Teen Substance Use is Problematic Now and Later
For parents who had given in and joined the societal shoulder shrug over teen experimentation with substances, a new report should put some strength into the parental backbone. The report comes from CASA, the National Center on Addiction and Substance Abuse at Columbia University and deals with use of drugs, alcohol and tobacco by American teens.
The bad news is that adolescents are particularly vulnerable to making the poor choices which can lead to addictions in adulthood. The CASA report notes that an alarming 75% of teenagers have experimented with alcohol, tobacco or drugs of some kind (legal or illegal). Alcohol tops the list of substances tried by teenagers at least one time with 73% of teens admitting to drinking on at least one occasion. Cigarettes were owned to being tried at least once by 46% of high school age kids. Both alcohol and cigarette use have declined slightly among teens since 1999, while reported use of smokeless tobacco, marijuana and prescription drugs appears to be on the rise. Misuse of prescription medications for ADD and Oxycontin is growing among adolescents. Of the 75% who admitted trying substances, a dismaying 20% are already addicted.

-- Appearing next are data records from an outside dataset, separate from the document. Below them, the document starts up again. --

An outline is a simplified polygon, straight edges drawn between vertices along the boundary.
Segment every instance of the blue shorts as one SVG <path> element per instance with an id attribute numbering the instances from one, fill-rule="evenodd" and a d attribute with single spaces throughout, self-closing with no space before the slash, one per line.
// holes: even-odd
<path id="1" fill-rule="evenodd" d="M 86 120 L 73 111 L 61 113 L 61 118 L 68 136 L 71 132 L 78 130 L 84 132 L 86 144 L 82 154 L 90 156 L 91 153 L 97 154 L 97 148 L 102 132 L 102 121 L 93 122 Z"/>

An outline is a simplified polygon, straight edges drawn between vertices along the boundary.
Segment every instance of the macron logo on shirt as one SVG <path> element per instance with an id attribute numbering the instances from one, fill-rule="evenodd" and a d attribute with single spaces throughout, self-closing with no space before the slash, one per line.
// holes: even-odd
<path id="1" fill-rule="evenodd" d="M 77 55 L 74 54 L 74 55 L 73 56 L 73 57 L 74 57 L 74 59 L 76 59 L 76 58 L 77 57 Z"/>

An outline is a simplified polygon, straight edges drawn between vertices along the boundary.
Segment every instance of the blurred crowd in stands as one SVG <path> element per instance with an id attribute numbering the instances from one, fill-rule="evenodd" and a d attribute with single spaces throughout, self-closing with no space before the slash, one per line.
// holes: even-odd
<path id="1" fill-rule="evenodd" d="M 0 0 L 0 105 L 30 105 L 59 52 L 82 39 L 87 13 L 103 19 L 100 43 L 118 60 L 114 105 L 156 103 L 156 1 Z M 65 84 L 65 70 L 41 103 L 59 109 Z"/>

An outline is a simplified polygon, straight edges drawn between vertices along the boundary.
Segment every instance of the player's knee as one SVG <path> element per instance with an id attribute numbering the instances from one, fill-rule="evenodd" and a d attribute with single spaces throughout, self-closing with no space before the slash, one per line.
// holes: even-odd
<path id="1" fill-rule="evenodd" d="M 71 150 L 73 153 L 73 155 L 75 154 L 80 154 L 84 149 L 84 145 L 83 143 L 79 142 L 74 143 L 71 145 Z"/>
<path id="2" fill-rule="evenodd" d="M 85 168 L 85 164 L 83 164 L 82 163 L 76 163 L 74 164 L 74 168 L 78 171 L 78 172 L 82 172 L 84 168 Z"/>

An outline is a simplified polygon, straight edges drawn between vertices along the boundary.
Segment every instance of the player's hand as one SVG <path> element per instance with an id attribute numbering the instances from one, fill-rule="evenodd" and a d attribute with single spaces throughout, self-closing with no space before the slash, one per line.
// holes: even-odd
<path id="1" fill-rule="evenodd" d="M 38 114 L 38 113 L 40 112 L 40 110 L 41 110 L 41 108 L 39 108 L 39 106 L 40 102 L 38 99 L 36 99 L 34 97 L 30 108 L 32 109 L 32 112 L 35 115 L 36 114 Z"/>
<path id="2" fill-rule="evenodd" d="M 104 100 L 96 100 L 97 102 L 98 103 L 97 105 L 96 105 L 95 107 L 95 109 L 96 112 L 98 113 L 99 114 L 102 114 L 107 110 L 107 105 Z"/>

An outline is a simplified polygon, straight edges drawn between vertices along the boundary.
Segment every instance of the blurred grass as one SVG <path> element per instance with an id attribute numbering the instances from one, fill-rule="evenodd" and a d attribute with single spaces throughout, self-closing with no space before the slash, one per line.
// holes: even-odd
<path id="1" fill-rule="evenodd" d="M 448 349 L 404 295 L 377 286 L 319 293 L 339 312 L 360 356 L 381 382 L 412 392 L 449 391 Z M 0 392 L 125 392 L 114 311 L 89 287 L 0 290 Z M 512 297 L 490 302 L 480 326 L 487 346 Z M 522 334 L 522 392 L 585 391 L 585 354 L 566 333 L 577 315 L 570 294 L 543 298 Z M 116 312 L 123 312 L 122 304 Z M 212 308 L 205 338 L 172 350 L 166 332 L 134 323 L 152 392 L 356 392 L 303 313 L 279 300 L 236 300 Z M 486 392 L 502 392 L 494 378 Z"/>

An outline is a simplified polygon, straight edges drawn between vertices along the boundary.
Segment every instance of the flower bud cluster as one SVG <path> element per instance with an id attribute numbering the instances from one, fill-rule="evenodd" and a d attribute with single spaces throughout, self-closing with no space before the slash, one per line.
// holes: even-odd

That 20% of the teens are addicted is troubling enough, but the 75% who are experimenting should cause similar concern. That is because the CASA data backs up former research strongly connecting early substance use to substance dependency in adulthood. Statistically, 90% of Americans who are addicted to alcohol, tobacco or drugs tried the substance during their teenage years, most before the age of 18. Research says that fully one fourth of those who experiment with a substance at a young age will be addicted to that substance in adulthood, while only 1 out of 25 who experiment after age 21 form an addiction.
Another reason that adolescents ought to be considered at risk for addiction is purely biological. The teenage brain is still developing in the area which carries out decision-making, judgment and self-control. Because it is not completely developed it is more susceptible to the negative effects of harmful substances. Teens who use drugs risk impaired development and greater likelihood that they will make the poor choice to continue using. For this reason, CASA researchers say that substance use of any kind is dangerous.
The good news is that teen substance use and abuse is very much preventable. Substance use and/or abuse should not be considered normal teenage behavior. It isn’t. One way to prevent it is to change the culture of expectation. The most powerful agents of change in a teens’ life are his parents. Parents who guard their children and are engaged with them on a daily basis can stand between the teen and substance use. The greatest risk factors for addiction among teens are trauma and abuse. Parents who work hard to maintain safe, loving environments with regular dialog about the dangers of substance use can have greater influence than the surrounding culture which is neglectfully unaware.
Efforts which predicated declines in alcohol and cigarette use need to continue and to extend to the new substance dangers that young people are encountering. Society has a vested interest in preventing teenagers from exposing themselves to addiction since judicial costs associated with alcohol and substance abuse run in the billions of dollars. Parents, however, cannot afford to wait for society as a whole to step in. Parents who caringly establish boundaries and expectations can prevent substance use now and addiction later in their teenager’s life.